No le gustó el comentario: “Chucha –pensó–, mi taita murió de silicosis. Si yo no puedo usar la palabra ‘silicosis’ en un poema... ¿pa’ qué mierda me sirve el poema?”
Así que se dedicó a escribir lo que le servía. La vida de los mineros, la huelga y la matanza de Santa María de Iquique, a la que Quilapayún le dedicó una canción, la vida a su alrededor.
Se le hacen los ojos chinos cuando sonríe. Cuando se burla y un poco se enoja con los críticos que lo maltratan: “Creo que les debe molestar que, de pronto, aparezca un minero sin título universitario, con sólo apenas su enseñanza media completa, que comience a escribir libros y encima se vendan.

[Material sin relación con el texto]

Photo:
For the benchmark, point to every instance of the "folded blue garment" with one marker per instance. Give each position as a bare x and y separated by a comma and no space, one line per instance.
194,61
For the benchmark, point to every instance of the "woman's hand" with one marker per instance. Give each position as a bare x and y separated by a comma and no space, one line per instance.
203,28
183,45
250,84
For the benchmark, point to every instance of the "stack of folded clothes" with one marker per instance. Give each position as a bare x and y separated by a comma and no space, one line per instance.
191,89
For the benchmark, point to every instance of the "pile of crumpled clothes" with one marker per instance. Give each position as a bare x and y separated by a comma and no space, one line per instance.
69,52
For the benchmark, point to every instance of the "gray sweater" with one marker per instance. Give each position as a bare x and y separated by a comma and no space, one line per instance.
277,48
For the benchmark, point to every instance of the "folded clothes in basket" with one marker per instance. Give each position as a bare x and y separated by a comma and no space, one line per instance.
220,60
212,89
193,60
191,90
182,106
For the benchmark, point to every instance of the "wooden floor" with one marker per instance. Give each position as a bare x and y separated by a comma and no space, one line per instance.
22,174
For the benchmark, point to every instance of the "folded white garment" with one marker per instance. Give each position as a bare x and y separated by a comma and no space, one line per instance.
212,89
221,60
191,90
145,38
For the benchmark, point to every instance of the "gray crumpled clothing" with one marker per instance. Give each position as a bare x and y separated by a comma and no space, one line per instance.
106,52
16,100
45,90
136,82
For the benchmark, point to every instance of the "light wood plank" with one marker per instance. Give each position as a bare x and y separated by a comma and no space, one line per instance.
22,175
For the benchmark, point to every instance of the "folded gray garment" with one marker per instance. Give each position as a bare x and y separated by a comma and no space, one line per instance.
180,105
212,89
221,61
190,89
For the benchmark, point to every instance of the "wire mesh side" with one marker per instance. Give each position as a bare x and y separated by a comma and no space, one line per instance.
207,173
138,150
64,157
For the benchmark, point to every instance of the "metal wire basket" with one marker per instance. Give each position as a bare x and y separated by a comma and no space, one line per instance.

Los críticos en Chile son muy malos, son comentaristas de libros, ellos me tiran mucha mierda. El día que estos tipos me traten bien voy a tener que pensar qué está fallando. Entre conseguir un buen comentario en el suplemento del domingo y vender veinte mil ejemplares, me quedo con mis veinte mil lectores”, dijo alguna vez.
Tiene 72 años, algunas veces vende más que Isabel Allende, con las manos duras le peleó al lápiz, domesticó las teclas. “No creo que lo merezca. Creo que mi obra sí se lo merece”, dijo ahora, recién premiado. Vale la pena leerlo.